Corresponde o alegado em 51 da BI, ao facto inserto no artigo 45º da PI.
Ou seja, apesar da imprecisão com que foi alegado o artigo 45º da PI, quando menciona o «referido processo», sem explicitar de forma clara que por essa expressão queria referir-se à «tramitação» que se alegou nos artigos 34º a 44º da PI, alegações que acabaram vertidas na BI nos mesmo moldes em foram alegadas na PI, apreciadas estas (tal como constam da PI e foram levadas à BI), fica certo que o «referido processo» é, sem dúvida, uma referência à tramitação que decorreu após a prestação dos trabalhos pelo A. e após o pedido do seu pagamento.
Assim, quando no n.º 33 da decisão recorrida se remete para o «referido processo», trata-se de uma remissão para a sucessão de actos levados a cabo pelo A. e pelo R. com vista à apreciação e eventual resolução da questão da falta do pagamento dos serviços prestados e que antecederam àquela ordem de suspensão.
Ou seja, a decisão recorrida não padece de nenhuma contradição quando deu por provado o mencionado facto n.º 33. A simples leitura atenta da decisão permitiria ao Recorrente entender essa referência e não existia contradição alguma no raciocínio levado a cabo pela sentença recorrida, com o qual podia, apenas, não concordar.
Em suma, com a fundamentação adoptada pela decisão recorrida ter-se-á de considerar que não ocorre alguma nulidade por contradição entre os fundamentos e a decisão.
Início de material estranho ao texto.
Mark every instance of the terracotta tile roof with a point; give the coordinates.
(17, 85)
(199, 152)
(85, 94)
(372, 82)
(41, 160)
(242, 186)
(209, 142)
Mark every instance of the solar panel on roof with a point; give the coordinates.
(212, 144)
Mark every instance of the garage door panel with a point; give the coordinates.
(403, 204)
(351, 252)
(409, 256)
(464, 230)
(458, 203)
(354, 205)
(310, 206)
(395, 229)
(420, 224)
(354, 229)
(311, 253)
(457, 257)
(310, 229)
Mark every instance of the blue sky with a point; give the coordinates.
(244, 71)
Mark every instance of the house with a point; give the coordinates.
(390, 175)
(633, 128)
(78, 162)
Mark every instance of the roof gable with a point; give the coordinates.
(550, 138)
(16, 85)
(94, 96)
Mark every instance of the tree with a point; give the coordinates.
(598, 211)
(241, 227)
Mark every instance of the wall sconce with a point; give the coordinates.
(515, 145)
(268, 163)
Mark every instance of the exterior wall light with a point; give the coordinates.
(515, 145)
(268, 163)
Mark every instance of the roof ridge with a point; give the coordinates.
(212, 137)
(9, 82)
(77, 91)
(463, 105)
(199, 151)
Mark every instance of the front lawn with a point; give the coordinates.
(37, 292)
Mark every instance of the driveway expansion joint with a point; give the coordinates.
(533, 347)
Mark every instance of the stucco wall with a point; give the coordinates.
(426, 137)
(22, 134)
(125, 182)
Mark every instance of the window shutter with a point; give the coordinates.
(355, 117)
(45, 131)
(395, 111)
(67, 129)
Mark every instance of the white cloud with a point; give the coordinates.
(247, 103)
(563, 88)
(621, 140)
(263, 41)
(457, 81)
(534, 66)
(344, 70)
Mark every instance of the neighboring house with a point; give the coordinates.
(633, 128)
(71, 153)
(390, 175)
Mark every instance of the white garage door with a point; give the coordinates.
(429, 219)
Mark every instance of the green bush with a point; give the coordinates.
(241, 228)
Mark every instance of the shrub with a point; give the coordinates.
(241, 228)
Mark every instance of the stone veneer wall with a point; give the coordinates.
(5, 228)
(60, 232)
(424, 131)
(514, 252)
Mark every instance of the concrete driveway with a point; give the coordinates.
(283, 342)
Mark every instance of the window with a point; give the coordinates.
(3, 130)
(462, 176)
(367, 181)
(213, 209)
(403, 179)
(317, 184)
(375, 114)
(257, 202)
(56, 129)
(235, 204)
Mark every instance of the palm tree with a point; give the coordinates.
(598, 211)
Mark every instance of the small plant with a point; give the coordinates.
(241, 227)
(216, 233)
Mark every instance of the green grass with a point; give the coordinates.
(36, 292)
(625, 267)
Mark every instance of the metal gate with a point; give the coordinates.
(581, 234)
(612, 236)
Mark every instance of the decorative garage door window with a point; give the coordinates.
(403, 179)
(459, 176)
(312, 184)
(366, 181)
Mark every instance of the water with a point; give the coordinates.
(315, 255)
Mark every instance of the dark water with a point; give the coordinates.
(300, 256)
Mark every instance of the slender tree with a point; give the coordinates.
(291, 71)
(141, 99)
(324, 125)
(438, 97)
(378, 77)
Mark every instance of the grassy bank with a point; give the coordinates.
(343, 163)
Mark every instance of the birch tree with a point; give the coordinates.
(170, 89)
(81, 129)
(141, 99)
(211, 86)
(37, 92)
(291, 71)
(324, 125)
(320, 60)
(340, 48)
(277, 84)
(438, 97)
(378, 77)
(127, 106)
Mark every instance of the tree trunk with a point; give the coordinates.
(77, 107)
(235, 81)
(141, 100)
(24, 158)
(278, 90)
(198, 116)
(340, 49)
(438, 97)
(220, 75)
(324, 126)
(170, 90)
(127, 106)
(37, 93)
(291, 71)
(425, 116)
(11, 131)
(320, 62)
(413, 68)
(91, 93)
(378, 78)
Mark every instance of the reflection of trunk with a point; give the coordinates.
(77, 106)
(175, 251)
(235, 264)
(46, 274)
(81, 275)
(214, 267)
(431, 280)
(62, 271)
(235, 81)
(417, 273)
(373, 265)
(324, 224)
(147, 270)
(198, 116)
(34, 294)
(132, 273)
O Recorrente pode discordar daquela fundamentação, mas a mesma não é reconduzível a uma nulidade da decisão. Evidência de que não existe nulidade alguma na decisão recorrida, pelo que a sua invocação é manifestamente improcedente e impertinente, é o próprio Recorrente arguir a nulidade, e em simultâneo, pelas mesmas razões, o erro na decisão recorrida. Esta invocação simultânea é sinal claro de que o próprio Recorrente reconhece que a decisão não encerrava nulidade alguma, tendo-a arguido desprovido das razões que legalmente fundam a invocação da nulidade decisória.
Por conseguinte, falece manifestamente a invocada nulidade da decisão.
Da mesma forma, apesar de o Recorrente arguir um erro na decisão da matéria de facto, acaba por reconduzir as suas alegações a um erro no julgamento de direito.
Não diz o Recorrente que o facto que foi dado por provado no n.º 33 da sentença recorrida (equivalente ao artigo 51 da BI), tenha sido erradamente fixado. Diferentemente, apenas diz o Recorrente que a partir daquele facto não se poderia tirar as ilações que se tirou na decisão recorrida relativamente à não prescrição do direito do A.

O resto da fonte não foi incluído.